Ministro Alexandre de Moraes envia à PGR pedido de indiciamento do presidente da República

 O ministro Alexandre de Moraes, do Supremo Tribunal Federal (STF), encaminhou, para manifestação da Procuradoria-Geral da República (PGR), pedido da Polícia Federal (PF) de indiciamento do presidente da República, Jair Bolsonaro, por incitação ao crime. O despacho do ministro consta do Inquérito (INQ) 4888, aberto a pedido da Comissão Parlamentar de Inquérito (CPI) da Pandemia, do Senado Federal, para investigar declarações do presidente da República a respeito da covid-19, como a propagação de notícias falsas sobre a vacinação e o uso de máscara.

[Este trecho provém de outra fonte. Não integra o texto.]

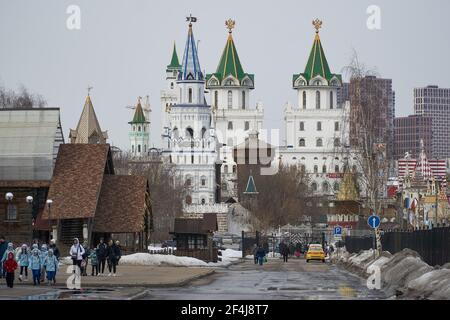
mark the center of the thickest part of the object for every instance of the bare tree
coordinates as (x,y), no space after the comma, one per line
(367,140)
(167,192)
(281,197)
(21,99)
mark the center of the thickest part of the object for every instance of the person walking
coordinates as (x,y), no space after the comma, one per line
(76,253)
(3,247)
(94,261)
(35,265)
(113,254)
(10,266)
(101,256)
(261,253)
(23,258)
(51,266)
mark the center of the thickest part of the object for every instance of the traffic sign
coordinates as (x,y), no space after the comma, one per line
(337,230)
(373,222)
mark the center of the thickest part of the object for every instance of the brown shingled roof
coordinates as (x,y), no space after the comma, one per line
(121,206)
(77,180)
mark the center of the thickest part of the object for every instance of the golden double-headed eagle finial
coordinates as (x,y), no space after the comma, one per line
(317,24)
(230,25)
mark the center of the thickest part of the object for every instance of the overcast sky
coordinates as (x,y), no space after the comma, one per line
(123,47)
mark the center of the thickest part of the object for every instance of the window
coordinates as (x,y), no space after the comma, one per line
(331,100)
(317,99)
(319,143)
(336,186)
(230,99)
(11,212)
(304,100)
(301,142)
(337,142)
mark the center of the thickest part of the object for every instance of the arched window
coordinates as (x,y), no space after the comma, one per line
(230,99)
(317,99)
(336,186)
(337,142)
(319,143)
(301,142)
(331,100)
(304,100)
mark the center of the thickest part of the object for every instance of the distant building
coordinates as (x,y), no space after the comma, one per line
(88,129)
(434,102)
(408,132)
(29,143)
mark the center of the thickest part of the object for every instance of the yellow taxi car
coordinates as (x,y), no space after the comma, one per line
(315,252)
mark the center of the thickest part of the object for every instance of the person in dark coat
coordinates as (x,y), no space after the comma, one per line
(102,249)
(3,247)
(113,255)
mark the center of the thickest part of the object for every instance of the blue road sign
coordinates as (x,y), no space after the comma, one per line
(373,221)
(337,230)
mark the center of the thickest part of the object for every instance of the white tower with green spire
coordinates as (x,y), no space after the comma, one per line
(234,118)
(191,143)
(317,128)
(139,132)
(169,96)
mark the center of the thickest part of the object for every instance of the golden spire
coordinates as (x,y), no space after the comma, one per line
(230,25)
(317,24)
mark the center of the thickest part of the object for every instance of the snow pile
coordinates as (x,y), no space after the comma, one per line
(147,259)
(403,274)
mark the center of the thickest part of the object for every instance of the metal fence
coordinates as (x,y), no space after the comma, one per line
(432,245)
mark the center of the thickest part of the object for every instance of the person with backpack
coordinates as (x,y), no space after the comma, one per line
(51,266)
(94,261)
(113,256)
(102,249)
(23,257)
(10,266)
(76,253)
(35,265)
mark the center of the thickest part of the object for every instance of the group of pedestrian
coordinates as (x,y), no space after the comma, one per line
(42,261)
(104,253)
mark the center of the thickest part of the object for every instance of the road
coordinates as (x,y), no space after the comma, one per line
(295,279)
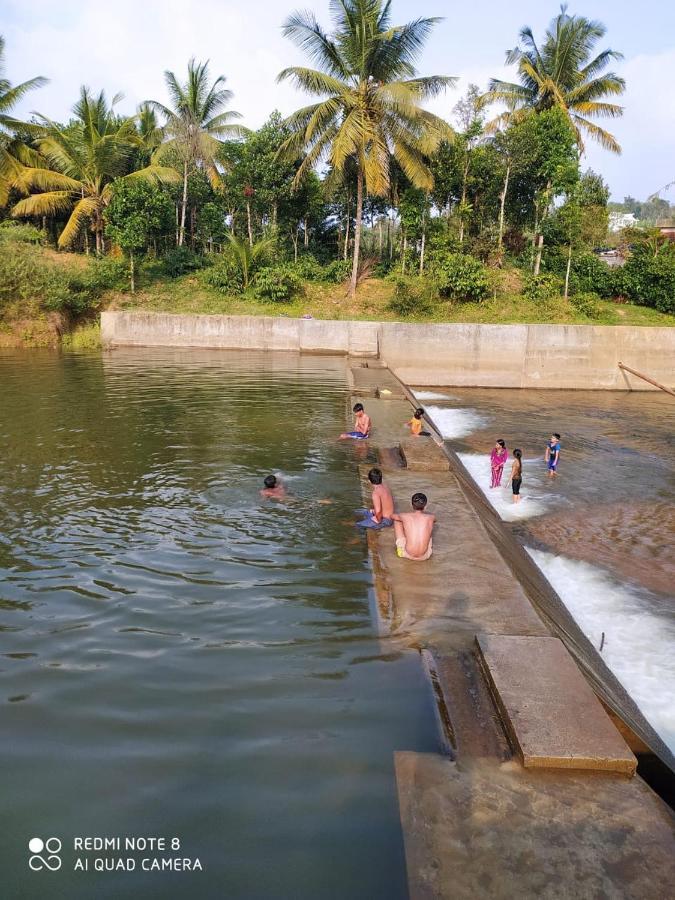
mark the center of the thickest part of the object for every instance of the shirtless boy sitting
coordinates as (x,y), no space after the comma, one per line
(413,531)
(416,425)
(361,425)
(273,488)
(381,515)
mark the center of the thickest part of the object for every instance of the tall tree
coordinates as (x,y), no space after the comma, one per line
(12,151)
(195,124)
(85,156)
(371,96)
(564,72)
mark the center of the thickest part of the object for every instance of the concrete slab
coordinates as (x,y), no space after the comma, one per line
(375,382)
(552,715)
(476,730)
(422,454)
(464,589)
(501,831)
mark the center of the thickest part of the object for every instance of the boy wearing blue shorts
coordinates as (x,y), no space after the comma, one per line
(553,454)
(361,425)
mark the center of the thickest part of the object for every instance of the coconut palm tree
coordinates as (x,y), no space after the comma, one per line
(12,151)
(150,134)
(84,159)
(195,124)
(564,72)
(370,99)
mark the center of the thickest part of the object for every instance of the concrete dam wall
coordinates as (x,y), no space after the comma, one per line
(511,356)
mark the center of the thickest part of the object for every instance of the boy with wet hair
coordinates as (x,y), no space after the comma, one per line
(413,530)
(273,488)
(415,424)
(381,515)
(553,454)
(361,425)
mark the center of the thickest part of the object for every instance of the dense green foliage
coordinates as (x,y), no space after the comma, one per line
(648,278)
(363,183)
(460,277)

O envio para manifestação da PGR é medida de praxe e faz parte do trâmite processual, uma vez que cabe ao órgão apresentar eventual acusação contra autoridades com prerrogativa de foro no STF.

Na petição, a Polícia Federal conclui que Bolsonaro, em 21/10/2021, em sua live semanal, disseminou desinformações acerca do uso de máscaras e da vacinação. Para a PF, o discurso teve potencial de alarmar espectadores, ao incentivá-los ao descumprimento de normas sanitárias compulsórias estabelecidas na legislação vigentes na época, o que configuraria o crime previsto no artigo 286 do Código Penal (incitar, publicamente, a prática de crime).

Na transmissão, Bolsonaro leu uma notícia de que pessoas vacinadas contra a covid-19 estariam desenvolvendo a síndrome da imunodeficiência adquirida (Aids) e de que um estudo médico norte-americano teria comprovado que a maioria das vítimas da gripe espanhola teria morrido, na verdade, de pneumonia bacteriana causada pelo uso de máscara.

No documento, a Polícia Federal pede ainda, como último ato do inquérito, autorização para colher depoimento do presidente, presencialmente ou por escrito.